Vietnam’s Ha Long Bay is losing its famous turquoise hue as pollution and over-development threaten its wildlife and picture-perfect image.

The UNESCO site is one of Vietnam’s most popular tourist destinations, with more than seven million people visiting its blue-green waters and rainforest-topped limestone islands last year.

But the bay’s popularity, and the subsequent rapid growth of Ha Long City — now home to a cable car, amusement park, luxury hotels and thousands of new homes — have severely damaged its ecosystem.

The surrounding town is already heavily developed, with docks and luxury apartments clogging the shoreline.

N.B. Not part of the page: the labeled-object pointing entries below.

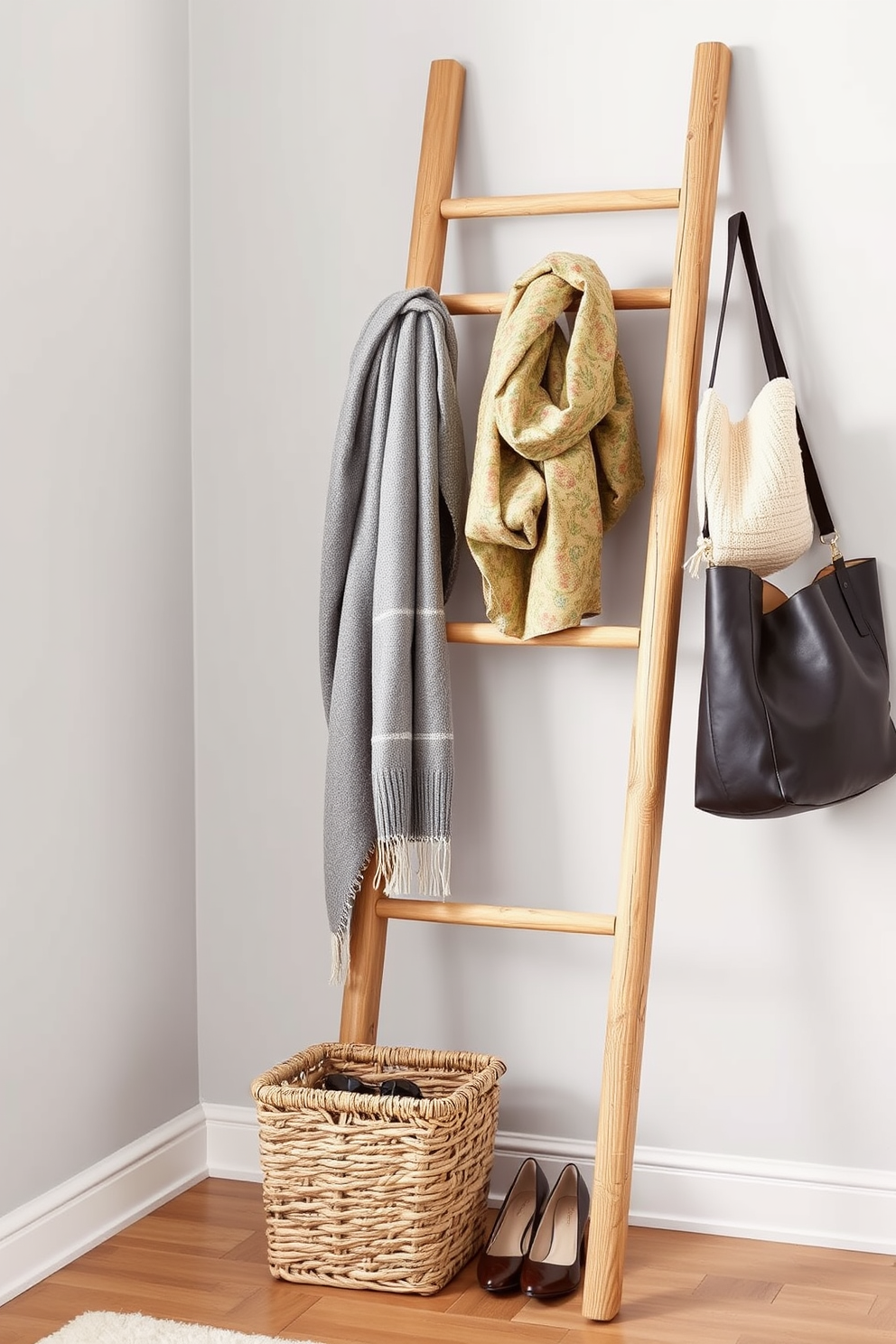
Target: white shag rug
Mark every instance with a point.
(110, 1328)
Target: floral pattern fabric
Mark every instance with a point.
(556, 457)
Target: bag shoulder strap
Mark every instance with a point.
(739, 231)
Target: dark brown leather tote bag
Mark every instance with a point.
(794, 699)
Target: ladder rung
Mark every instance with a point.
(495, 917)
(578, 636)
(463, 305)
(559, 203)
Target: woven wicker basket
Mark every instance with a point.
(369, 1191)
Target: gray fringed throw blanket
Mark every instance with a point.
(391, 547)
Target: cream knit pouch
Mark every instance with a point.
(750, 482)
(751, 490)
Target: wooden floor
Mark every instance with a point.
(203, 1258)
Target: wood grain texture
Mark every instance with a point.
(435, 173)
(559, 203)
(655, 679)
(623, 300)
(578, 636)
(203, 1258)
(496, 917)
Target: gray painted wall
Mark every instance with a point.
(97, 905)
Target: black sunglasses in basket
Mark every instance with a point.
(391, 1087)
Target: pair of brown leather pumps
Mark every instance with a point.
(537, 1241)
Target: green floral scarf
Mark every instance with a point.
(556, 454)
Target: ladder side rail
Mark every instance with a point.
(649, 751)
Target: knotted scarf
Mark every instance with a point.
(556, 454)
(391, 539)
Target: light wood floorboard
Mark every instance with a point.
(203, 1258)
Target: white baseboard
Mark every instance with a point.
(699, 1192)
(233, 1143)
(50, 1231)
(696, 1192)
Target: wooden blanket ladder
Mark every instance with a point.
(656, 639)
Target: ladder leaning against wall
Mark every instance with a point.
(656, 639)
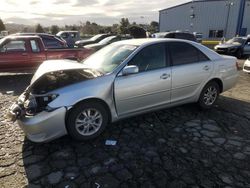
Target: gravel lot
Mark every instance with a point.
(178, 147)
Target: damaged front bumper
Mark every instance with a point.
(43, 126)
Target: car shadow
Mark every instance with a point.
(14, 84)
(151, 149)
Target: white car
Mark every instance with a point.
(246, 67)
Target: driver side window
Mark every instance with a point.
(14, 46)
(150, 58)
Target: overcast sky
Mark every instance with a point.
(61, 12)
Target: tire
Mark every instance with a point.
(209, 95)
(87, 120)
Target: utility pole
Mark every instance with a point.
(229, 4)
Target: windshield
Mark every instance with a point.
(95, 37)
(106, 40)
(110, 57)
(235, 41)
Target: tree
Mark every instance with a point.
(2, 26)
(54, 29)
(39, 29)
(124, 25)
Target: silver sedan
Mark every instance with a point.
(123, 79)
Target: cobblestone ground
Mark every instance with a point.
(177, 147)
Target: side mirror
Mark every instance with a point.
(131, 69)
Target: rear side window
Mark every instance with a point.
(52, 43)
(186, 36)
(150, 58)
(183, 53)
(14, 46)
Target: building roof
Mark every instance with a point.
(194, 1)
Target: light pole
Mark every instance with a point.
(229, 4)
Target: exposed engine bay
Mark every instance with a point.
(38, 95)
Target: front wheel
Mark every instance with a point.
(209, 95)
(87, 121)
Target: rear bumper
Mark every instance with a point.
(45, 126)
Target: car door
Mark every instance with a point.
(149, 87)
(190, 69)
(13, 55)
(247, 47)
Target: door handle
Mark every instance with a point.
(206, 68)
(165, 76)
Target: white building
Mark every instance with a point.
(212, 18)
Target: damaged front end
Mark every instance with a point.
(39, 94)
(38, 120)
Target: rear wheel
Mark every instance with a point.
(209, 95)
(87, 120)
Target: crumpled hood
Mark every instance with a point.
(56, 65)
(228, 45)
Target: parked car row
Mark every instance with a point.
(123, 79)
(49, 41)
(25, 53)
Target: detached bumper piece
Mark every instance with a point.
(44, 126)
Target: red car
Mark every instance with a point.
(23, 53)
(50, 41)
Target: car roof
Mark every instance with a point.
(32, 34)
(21, 36)
(147, 41)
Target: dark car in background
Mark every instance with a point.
(69, 36)
(105, 42)
(50, 41)
(175, 34)
(237, 46)
(92, 40)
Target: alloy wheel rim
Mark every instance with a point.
(210, 95)
(88, 122)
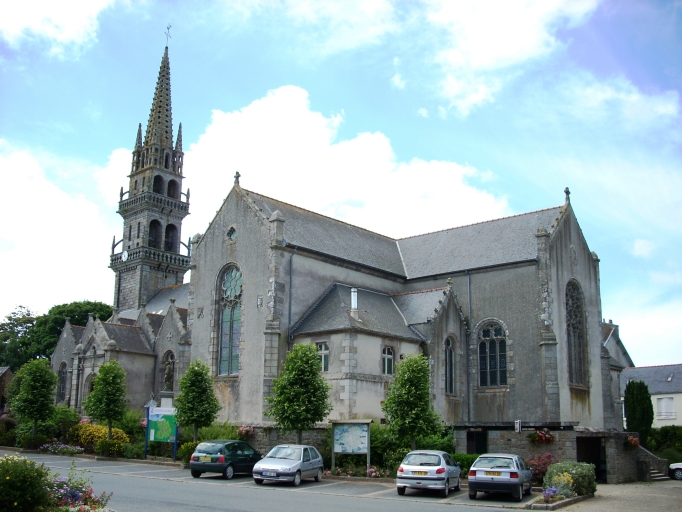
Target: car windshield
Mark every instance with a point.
(422, 459)
(494, 462)
(285, 452)
(209, 447)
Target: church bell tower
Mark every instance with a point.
(149, 258)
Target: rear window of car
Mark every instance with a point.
(422, 459)
(209, 447)
(494, 462)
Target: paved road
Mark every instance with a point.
(148, 488)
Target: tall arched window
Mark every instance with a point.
(387, 361)
(449, 366)
(492, 355)
(576, 338)
(230, 321)
(61, 389)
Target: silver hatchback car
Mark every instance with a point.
(428, 469)
(500, 472)
(289, 463)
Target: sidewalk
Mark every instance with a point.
(633, 497)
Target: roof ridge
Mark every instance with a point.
(320, 215)
(478, 223)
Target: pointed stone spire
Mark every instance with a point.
(178, 143)
(160, 124)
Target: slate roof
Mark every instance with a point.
(377, 314)
(127, 338)
(485, 244)
(325, 235)
(661, 380)
(417, 307)
(495, 242)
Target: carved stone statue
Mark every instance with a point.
(168, 377)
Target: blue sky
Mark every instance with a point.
(403, 117)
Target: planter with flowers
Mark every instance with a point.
(543, 436)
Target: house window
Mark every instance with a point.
(664, 408)
(387, 361)
(230, 322)
(323, 352)
(492, 355)
(61, 390)
(449, 366)
(576, 339)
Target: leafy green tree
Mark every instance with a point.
(108, 399)
(15, 341)
(639, 410)
(196, 405)
(408, 406)
(25, 336)
(300, 396)
(32, 396)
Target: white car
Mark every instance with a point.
(500, 472)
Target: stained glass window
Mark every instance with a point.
(492, 355)
(231, 322)
(576, 339)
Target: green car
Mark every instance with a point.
(226, 457)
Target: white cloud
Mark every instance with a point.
(54, 244)
(68, 23)
(397, 81)
(643, 248)
(306, 166)
(485, 39)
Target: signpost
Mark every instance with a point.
(351, 437)
(161, 427)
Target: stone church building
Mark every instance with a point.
(507, 311)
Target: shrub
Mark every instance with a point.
(132, 423)
(584, 479)
(540, 463)
(465, 460)
(106, 448)
(29, 442)
(186, 450)
(64, 418)
(218, 431)
(23, 484)
(46, 428)
(88, 435)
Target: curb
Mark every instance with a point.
(558, 504)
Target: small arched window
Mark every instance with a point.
(387, 361)
(230, 321)
(158, 185)
(449, 366)
(576, 337)
(61, 386)
(492, 355)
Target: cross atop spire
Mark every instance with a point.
(160, 124)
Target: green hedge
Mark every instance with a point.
(584, 478)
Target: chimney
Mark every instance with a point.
(354, 303)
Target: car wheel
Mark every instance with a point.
(519, 493)
(228, 472)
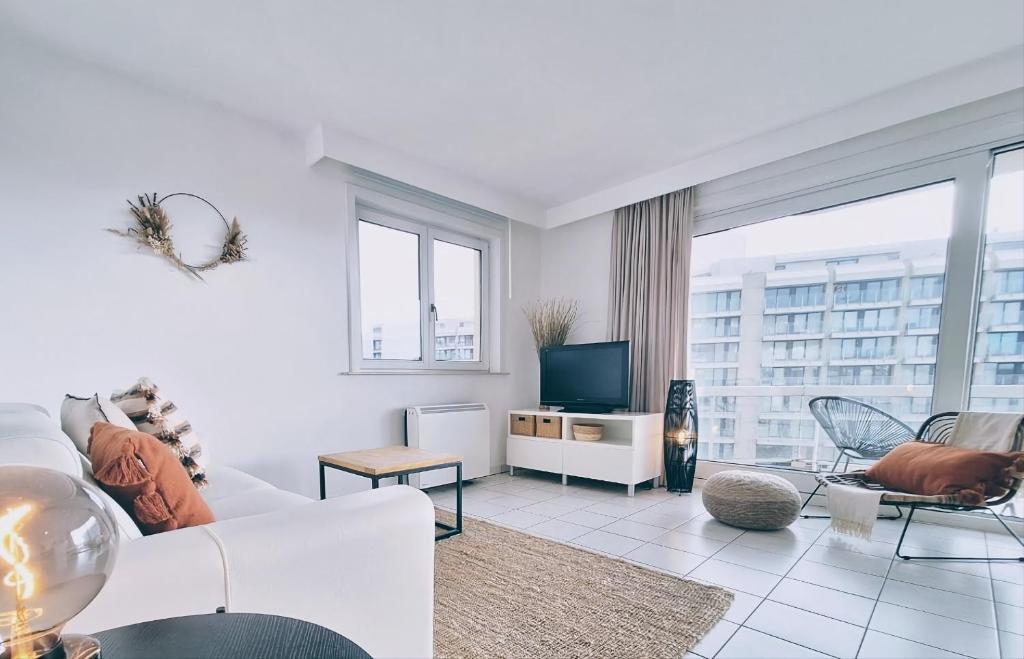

Last month pictures were published in state media of an enormous construction site running through the waters of a neighboring bay, sparking outrage among conservationists.

Conservationists estimate there were originally around 234 types of coral in the bay — now the number is around half. There is also a huge problem with both human and plastic waste.

On Thursday tourists queued up for seats in a boat-plane to wing their way over the bay and see its more than 1,900 islands from the air.

“I was actually expecting for more blue waters in Vietnam,” said Anete Cimbule from Latvia.

“We would like to see cleaner waters.”

After his third flight over the bay, captain Nguyen Ba Hai was more upbeat about the future.

“Over the past decade… the discharge of plastic trash onto the sea has greatly improved, that’s very encouraging,” he said.

But, he added, he would “love to see the water as blue as it used to be.”